BERLINO, 16 FEBBRAIO – Un commovente film brasiliano, O Último Azul di Gabriel Mascaro, è stato il protagonista assoluto della quarta giornata della 75ª edizione del Festival Internazionale del Cinema di Berlino, imponendosi sugli altri due concorrenti della giornata grazie alla qualità dell’interpretazione di due attrici veterane, a un tema di grande attualità come quello della terza età, sempre più emarginata nella società moderna, e a una splendida fotografia che, più che essere puramente turistica, è un vero e proprio inno alla natura.
Lo stesso non si può dire del rigido La Tour de Glace della regista francese Lucile Hadzihalilovic e ancor meno del belga Reflet dans un diamant mort della coppia Hélène Cattet e Bruno Forzani, un disordinato e puerile omaggio al mondo dei fumetti.
Vedere O Último Azul a Berlino fa tornare alla mente Central do Brasil, premiato proprio qui 27 anni fa con l’Orso d’Oro per il miglior film, non solo per aver rivelato al mondo il precoce talento di un grande cineasta come Walter Salles, ma anche per aver lanciato la carriera da protagonista di una quasi sconosciuta Fernanda Montenegro.
Anche in questo caso, sebbene Mascaro non sia propriamente un esordiente – ha 41 anni, 17 di carriera alle spalle con 11 film e diversi premi in importanti festival come Venezia e Locarno – O Último Azul potrebbe rappresentare una svolta decisiva nella sua carriera, così come per la veterana Denise Weinberg, 69 anni e 44 film alle spalle, per lo più in ruoli secondari più o meno rilevanti.
Il suo personaggio, Tereza, ha 77 anni, sopravvive con una magra pensione e un lavoro di pulizia in un mattatoio di caimani, ma finisce intrappolata in un piano governativo che, con il pretesto di prendersi cura degli anziani, in realtà li esclude dalla società, internandoli in case di riposo lontane dalle loro abitazioni, da cui pochissimi riescono a uscire vivi.
Per sfuggire a questo destino obbligato, imposto a volte con la complicità dei familiari che ricevono un sussidio dalle autorità in cambio, Tereza intraprende un viaggio accidentato per sottrarsi allo sguardo vigile e spietato dei computer, scoprendo un’umanità che vive ai margini della società ma che gode della libertà degli esclusi.
Sebbene nel mondo non esista ancora un regime che elimini gli anziani in modo così indolore, non sembra lontano il giorno in cui ciò potrebbe accadere, il che conferisce al film un’impressionante carica di dolorosa attualità.
Ma questo non è l’unico valore di questa eccellente pellicola, che meriterebbe di essere tra i vincitori finali, poiché Mascaro e il suo co-sceneggiatore Tibério Azul hanno creato situazioni e personaggi tanto insoliti quanto originali, che lo spettatore scopre con sorpresa dopo sorpresa.

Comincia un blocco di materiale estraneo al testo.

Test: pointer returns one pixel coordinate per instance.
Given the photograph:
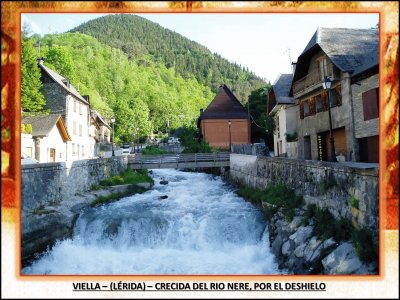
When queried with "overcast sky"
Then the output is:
(266, 43)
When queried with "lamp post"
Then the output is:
(326, 84)
(230, 139)
(112, 144)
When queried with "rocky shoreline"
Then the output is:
(42, 227)
(299, 251)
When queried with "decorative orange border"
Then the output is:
(389, 131)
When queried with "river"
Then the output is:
(203, 227)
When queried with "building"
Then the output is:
(100, 132)
(343, 55)
(225, 121)
(62, 98)
(48, 140)
(285, 112)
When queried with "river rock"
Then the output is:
(301, 235)
(343, 260)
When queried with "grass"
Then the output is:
(154, 150)
(279, 197)
(126, 177)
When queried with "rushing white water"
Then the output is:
(203, 227)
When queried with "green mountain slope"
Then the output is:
(145, 97)
(140, 38)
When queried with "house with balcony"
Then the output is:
(345, 56)
(285, 112)
(47, 140)
(62, 98)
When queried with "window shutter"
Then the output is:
(312, 106)
(338, 94)
(301, 110)
(324, 98)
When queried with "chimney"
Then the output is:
(293, 67)
(40, 61)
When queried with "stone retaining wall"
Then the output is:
(329, 185)
(50, 183)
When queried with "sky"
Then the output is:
(266, 43)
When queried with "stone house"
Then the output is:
(48, 140)
(225, 121)
(285, 112)
(62, 98)
(100, 132)
(343, 55)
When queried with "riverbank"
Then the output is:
(43, 226)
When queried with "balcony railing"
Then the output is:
(312, 80)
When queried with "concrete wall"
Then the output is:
(329, 185)
(50, 183)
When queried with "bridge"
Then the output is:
(179, 161)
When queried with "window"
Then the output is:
(306, 108)
(319, 105)
(335, 96)
(370, 101)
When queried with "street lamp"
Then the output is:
(112, 145)
(326, 84)
(230, 139)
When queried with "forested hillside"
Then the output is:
(143, 40)
(144, 95)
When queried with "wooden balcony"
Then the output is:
(312, 81)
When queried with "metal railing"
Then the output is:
(139, 160)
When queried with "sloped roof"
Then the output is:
(349, 49)
(98, 118)
(225, 105)
(59, 79)
(42, 125)
(281, 89)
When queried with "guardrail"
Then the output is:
(189, 160)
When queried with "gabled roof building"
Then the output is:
(225, 121)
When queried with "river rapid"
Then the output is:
(203, 227)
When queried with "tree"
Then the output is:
(32, 98)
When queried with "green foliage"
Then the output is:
(197, 147)
(32, 99)
(127, 177)
(354, 202)
(325, 225)
(278, 197)
(26, 128)
(154, 150)
(145, 42)
(364, 244)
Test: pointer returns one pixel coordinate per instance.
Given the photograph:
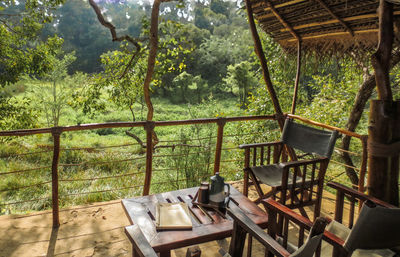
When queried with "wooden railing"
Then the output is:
(149, 127)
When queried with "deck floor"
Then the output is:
(90, 230)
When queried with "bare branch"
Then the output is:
(114, 36)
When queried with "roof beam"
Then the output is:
(332, 34)
(322, 3)
(278, 5)
(282, 20)
(351, 18)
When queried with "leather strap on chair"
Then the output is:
(383, 150)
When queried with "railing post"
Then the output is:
(56, 132)
(220, 136)
(149, 127)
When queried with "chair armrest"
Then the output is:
(271, 204)
(139, 241)
(301, 162)
(332, 239)
(242, 220)
(358, 195)
(244, 146)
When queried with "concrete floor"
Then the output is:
(90, 230)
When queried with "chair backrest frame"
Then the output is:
(376, 228)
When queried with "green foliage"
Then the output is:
(333, 103)
(241, 80)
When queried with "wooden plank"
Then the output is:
(141, 246)
(163, 241)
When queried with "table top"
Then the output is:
(141, 211)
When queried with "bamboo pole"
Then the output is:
(393, 188)
(322, 125)
(149, 127)
(381, 111)
(364, 162)
(379, 132)
(220, 135)
(296, 84)
(381, 58)
(56, 132)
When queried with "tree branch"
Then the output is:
(114, 36)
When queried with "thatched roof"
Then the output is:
(323, 25)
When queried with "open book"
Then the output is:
(171, 216)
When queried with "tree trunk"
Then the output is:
(362, 98)
(382, 112)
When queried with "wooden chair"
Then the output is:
(274, 246)
(377, 227)
(297, 183)
(142, 247)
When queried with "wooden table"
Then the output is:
(141, 211)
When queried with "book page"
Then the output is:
(173, 216)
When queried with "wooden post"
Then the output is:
(149, 127)
(296, 83)
(393, 188)
(56, 132)
(381, 111)
(379, 131)
(381, 58)
(364, 162)
(267, 79)
(218, 148)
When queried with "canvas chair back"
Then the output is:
(376, 228)
(309, 247)
(308, 139)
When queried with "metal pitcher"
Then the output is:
(217, 190)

A partire da un’altra eccellente veterana, la cubana Miriam Socarras, che insegna a Tereza il valore della libertà, fino alla colonna sonora di Memo Guerra e alla dinamica fotografia di Guillermo Garza, che rifiuta il turismo visivo per immergersi nei paesaggi quasi selvaggi di fiumi, montagne e foreste, veri e propri omaggi a Madre Natura.
La francese Lucile Hadzihalilovic, che nel 1996 aveva stupito con il suo esordio La Bouche de Jean-Pierre, ha proseguito da allora una carriera lenta ma onesta, culminata in La Tour de Glace, che racconta la storia di un’orfanella che crede di trovare una seconda madre in una celebre e egocentrica attrice, impegnata a interpretare la Regina delle Nevi in un film girato vicino a casa sua.
Ma proprio come il personaggio della celebre fiaba, che con i suoi baci congelava il cuore dei bambini che diceva di amare, la diva promette di tenerla con sé, solo per poi abbandonarla senza alcun rimorso.
La giovane esordiente Clara Pacini riesce a tenere testa a una Marion Cotillard molto concentrata nel ruolo della glaciale Regina delle Nevi, ma la regista ha scelto di raccontare il mondo fittizio di una produzione cinematografica con una narrazione statica e monotona. Se i personaggi si fossero mossi normalmente, come nella vita reale, il film avrebbe potuto durare 20 minuti in meno rispetto ai 118 che il pubblico ha dovuto sopportare.
Per non parlare di Reflet dans un diamant mort, che rappresenta finora il punto più basso raggiunto quest’anno dal concorso della 75ª Berlinale. Cattet e Forzani formano una coppia stabile di registi e sceneggiatori dediti, con alterne fortune, all’esplorazione del cinema di genere. Questo film è un dichiarato omaggio al fumetto cinematografico, pieno di supereroi mascherati, effetti speciali, pugni, sparatorie, auto in fiamme e con un un tempo celebre Fabio Testi che si aggira con passo incerto, senza avere alcuna idea di cosa stia facendo.